In the area of development, “Unless improvements are made immediately, the project will fail.” And, “Minimal progress has been made towards identifying and creating test scripts.”
On September 27, 2018, Huron declared that implementation of campus solutions was being postponed to the summer of 2019, the second postponement of the district’s original goal of 2017.
In May of this year, a fourth amendment of the district’s relationship with Huron was announced and ratified. “As a result of the departure of the former implementation partner [Ciber] as of January 31, 2019, Huron was asked to continue to assist the District through its go-live and post go-live.” Although no financial record of the three previous amendments to the Huron contract can be found in the currently available board minutes, the fourth is accompanied by fees to be paid to the company. They include “$676,000 professional services fees representing 3,380 hours at $200/hour, plus travel expenses of $101,400 to be billed at $30 per hour worked.” The final tally is “not to exceed $777,400,” money that will come out of Proposition 2 that was approved by the voters for building construction in 2002.

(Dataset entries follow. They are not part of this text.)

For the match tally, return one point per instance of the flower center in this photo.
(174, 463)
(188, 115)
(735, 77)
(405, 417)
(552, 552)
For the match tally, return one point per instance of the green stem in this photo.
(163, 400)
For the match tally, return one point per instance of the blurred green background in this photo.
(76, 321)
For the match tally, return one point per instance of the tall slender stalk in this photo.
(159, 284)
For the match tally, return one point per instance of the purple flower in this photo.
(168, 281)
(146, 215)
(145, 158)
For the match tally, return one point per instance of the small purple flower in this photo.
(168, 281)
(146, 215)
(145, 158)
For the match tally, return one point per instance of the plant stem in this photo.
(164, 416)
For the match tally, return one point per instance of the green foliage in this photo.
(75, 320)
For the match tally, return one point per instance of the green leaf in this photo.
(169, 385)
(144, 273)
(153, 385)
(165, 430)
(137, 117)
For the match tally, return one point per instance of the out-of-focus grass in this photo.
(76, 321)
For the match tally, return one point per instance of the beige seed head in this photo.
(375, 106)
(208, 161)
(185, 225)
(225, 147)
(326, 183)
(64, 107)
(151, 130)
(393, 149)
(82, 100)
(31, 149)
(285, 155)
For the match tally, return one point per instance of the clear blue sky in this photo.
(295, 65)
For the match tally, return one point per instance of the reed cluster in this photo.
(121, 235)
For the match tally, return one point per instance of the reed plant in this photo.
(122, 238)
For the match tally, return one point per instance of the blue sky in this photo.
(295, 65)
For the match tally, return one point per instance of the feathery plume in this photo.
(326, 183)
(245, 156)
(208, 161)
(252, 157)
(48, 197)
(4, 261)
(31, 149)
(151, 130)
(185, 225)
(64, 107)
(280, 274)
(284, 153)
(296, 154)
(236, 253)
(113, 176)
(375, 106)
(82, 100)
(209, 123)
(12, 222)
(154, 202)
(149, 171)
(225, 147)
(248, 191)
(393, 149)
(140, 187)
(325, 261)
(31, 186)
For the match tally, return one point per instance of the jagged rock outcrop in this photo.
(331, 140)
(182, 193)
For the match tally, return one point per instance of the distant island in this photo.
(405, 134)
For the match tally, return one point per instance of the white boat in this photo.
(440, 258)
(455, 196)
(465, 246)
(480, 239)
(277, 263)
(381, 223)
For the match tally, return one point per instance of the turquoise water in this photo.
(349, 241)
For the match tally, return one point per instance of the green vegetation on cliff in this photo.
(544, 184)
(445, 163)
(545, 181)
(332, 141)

On July 18, a fifth amendment to the contract with Huron was announced to cover the post go-live period to last until the end of this year. No new financial arrangements were described.
Which brings attention back to Chancellor Carroll’s June 12 email to district employees. In it, she explained how she is planning how to counteract the $30 million blow to her funding and to balance the 2019-20 budget. First, according to the email, the district will freeze new hiring, allowing attrition to save money. Second, she will search out “economic efficiencies” that can be achieved wherever possible. And third, the number of class offerings will be reduced.
The reduction of classes will lower instruction costs as well as pave the way for a revenue-increasing scheme. “We plan to reduce the District’s [enrollment] once again in order to qualify for what is called the ‘hold harmless’ category. Essentially, the State has stabilized districts/colleges that have lost enrollment and not achieved specific outcomes under the new formula, by providing revenue to them as if they had achieved their targets, i.e., holding them harmless.”
But San Diego’s district has been successful in hitting those targets, preventing it from receiving hold harmless funds, said Carroll. What she plans to do, therefore, is to reduce class sections, but make “every effort to ensure that students’ needs are met and to minimize the impact on adjunct faculty.”
Meanwhile, on August 9, at least some faculty received notification that timely receipt of their first paycheck depends on their logging onto PeopleSoft to re-accept their Mesa College teaching assignment. The problem? A “glitch in the new software.”